Archive for the ‘Two Solitudes’ Category

Future Nostalgia
March 1, 2013

This column first appeared in the March All Month Edition of the Friday Am in Salmon Arm.

I recently read Two Solitudes by Hugh MacLennan with my book club. The book was written in 1945 and was set in a small village in Quebec during World War One. It was a very nostalgic read for me. I’ve been to places just like those villages. I’m a descendant of the real people those characters had to have been based on. I’m sure of it.

At first, I was surprised at how antiquated the thinking seemed. How could they have thought those things? How old fashioned. But as I read on, it occurred to me that one day, people will say the same things about us. Great authors will write amazing books about our time and our thinking will also seem old fashioned, antiquated and in some cases, just plain wrong.

We like to think we’re so modern with our tech devices and our instant communication. It does come in pretty handy. But when the really big events hit, word spreads because of people, not things. The gadgets might have changed and the ways information is transferred has sped up but we’re still the same. We make decisions based on our upbringing, our values, our cultural mores and what we know now, not what we don’t know yet.

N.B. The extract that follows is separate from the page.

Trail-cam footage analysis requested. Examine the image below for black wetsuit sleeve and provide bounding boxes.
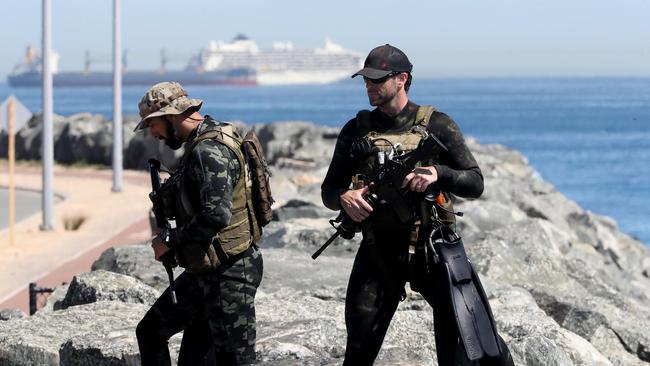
[428,112,483,198]
[321,119,356,210]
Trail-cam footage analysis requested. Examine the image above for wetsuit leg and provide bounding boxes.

It got me to thinking what, exactly, people will say about these times in fifty years from now. Will they say that we thought prosperity was about access to the biggest markets and the cheapest goods.  Will they say we thought income disparity was just a by-product of a healthy economy? Will they say that we thought poverty was a fact of life and there wasn’t much we could do about it? Will they say we commodified debt both personal and public? I wonder if they’ll giggle at our love of stainless steel appliances and granite countertops like we giggle at avocado-coloured fridges and orange flowered wallpaper in the kitchens of the seventies. I really do wonder.

One thing is for sure, everything we do now is based on everything we’ve done before. And we have to approach new thinking and new doing by first acknowledging that. I hope the future will say we tried our best, despite what little we knew, to move things forward. I’m not so sure about that but I suppose it’s something we can all think about in our private moments of solitude.